Developing novel antibiotics from natural products against resistant bacteria

Lead Research Organisation: University of Liverpool
Department Name: Chemistry


Identified by the World Health Organisation (WHO) as one of the top 10 threats to global health, antimicrobial resistance threatens our ability to treat infections and leads to the rise of multi-drug resistant bacteria. As drug-resistance spreads globally, the antibiotics in current use are becoming increasingly ineffective and the clinical pipeline for new drugs is lacking, with only six new antimicrobials being classed as innovative against the WHO's list of priority pathogens. Antimicrobial resistance occurs when pathogens such as bacteria mutate, resulting in gained mechanisms that lead to resistance against drug treatments, making bacterial infections easier to spread and difficult to treat.

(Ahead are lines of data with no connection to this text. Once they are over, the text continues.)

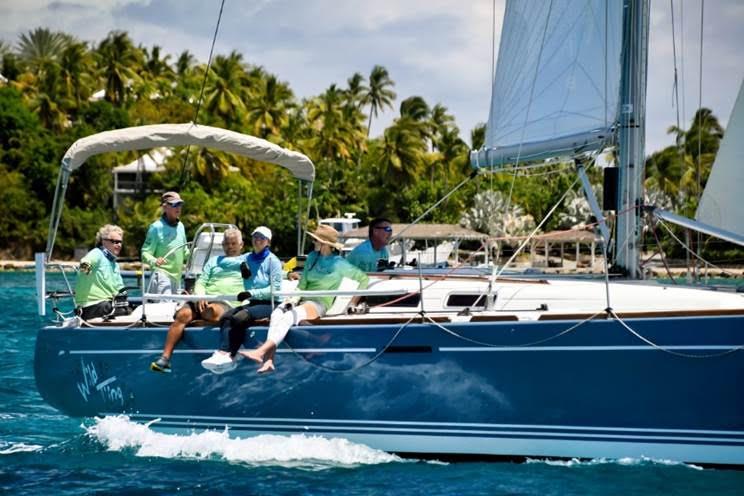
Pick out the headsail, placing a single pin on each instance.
(720, 205)
(556, 87)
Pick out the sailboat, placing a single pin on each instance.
(458, 365)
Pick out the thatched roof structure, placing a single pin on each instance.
(428, 232)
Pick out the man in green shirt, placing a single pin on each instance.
(369, 254)
(99, 279)
(221, 275)
(165, 249)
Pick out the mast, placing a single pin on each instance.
(631, 135)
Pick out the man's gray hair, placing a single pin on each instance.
(105, 231)
(233, 233)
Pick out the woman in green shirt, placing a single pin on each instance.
(324, 270)
(99, 279)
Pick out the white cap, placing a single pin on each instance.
(263, 231)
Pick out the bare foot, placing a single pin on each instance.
(253, 355)
(267, 367)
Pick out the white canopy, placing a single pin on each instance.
(151, 161)
(170, 135)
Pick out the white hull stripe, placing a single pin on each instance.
(211, 350)
(441, 349)
(535, 448)
(435, 425)
(450, 432)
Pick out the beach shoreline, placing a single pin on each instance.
(569, 268)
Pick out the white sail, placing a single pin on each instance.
(721, 205)
(556, 87)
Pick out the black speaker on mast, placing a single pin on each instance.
(609, 189)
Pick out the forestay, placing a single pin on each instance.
(720, 205)
(555, 92)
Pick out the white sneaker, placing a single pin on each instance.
(220, 362)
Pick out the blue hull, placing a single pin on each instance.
(596, 391)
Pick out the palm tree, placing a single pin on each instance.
(184, 63)
(119, 62)
(210, 166)
(355, 92)
(225, 91)
(333, 137)
(679, 172)
(478, 137)
(45, 101)
(440, 123)
(379, 95)
(267, 110)
(401, 154)
(75, 75)
(39, 47)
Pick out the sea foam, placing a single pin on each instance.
(644, 460)
(118, 433)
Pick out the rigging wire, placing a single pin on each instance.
(688, 250)
(184, 170)
(699, 236)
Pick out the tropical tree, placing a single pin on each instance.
(40, 47)
(680, 172)
(478, 137)
(333, 138)
(379, 93)
(401, 154)
(354, 94)
(226, 88)
(440, 122)
(184, 63)
(267, 109)
(118, 63)
(76, 65)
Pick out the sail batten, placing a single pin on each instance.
(557, 77)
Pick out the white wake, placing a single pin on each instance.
(119, 433)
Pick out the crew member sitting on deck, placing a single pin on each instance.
(165, 248)
(367, 255)
(99, 279)
(221, 275)
(262, 273)
(324, 271)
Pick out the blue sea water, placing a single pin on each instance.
(45, 452)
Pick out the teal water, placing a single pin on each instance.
(44, 452)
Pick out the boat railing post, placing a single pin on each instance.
(40, 262)
(421, 287)
(143, 319)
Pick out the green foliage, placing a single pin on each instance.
(47, 105)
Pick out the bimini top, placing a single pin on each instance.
(170, 135)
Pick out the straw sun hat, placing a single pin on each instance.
(326, 235)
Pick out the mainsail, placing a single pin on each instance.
(555, 92)
(720, 205)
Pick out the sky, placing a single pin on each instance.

Carbapenems are reserved as a 'last resort' against multi-drug resistant bacteria, however carbapenem-resistant bacteria have now been identified and are deemed to be a critical priority by the WHO. Resistance to carbapenems is a result of B-lactamase enzyme activity within bacteria and can be split into two categories, either using a serine residue or a metal ion, i.e., Zn2+, that activates nucleophilic water molecules to hydrolyse the B-lactam ring of a drug present in the B-lactamases active site. Whereas serine B-lactamase inhibitors are widely available as part of a combination with existing B-lactam antibiotics to overcome resistance, there are currently no available drugs that are able to target metallo B-lactamase enzymes (MBL) clinically. Through targeted screening, it was found that a natural fungal product Aspergillomarasmine A (AMA), could inhibit MBLs and also synergistically restores the activity of drugs against resistant isolates.
Based on AMA structure activity relationships, further structural modifications on the AMA scaffold can be made using medicinal chemistry approaches. These modifications can be used to improve potency, selectivity and other drug-like properties of AMA. As a result, the research to be conducted within this project is aimed at designing, synthesising and biologically evaluating novel antibacterial agents using an AMA-based scaffold to target metallo B-lactamases. The findings of this project will help to address important global health issues arising from the significant increase in antimicrobial-resistant bacteria. The study will focus on new MBL enzyme inhibitors, giving rise to new potential treatments or laying the foundations for future work on this class of drugs. As a result, by completing this research we will advance the scientific knowledge against antimicrobial-resistant bacteria and provide possible alternatives for treatment against drug-resistant bacteria.



Jack Bradley (Student)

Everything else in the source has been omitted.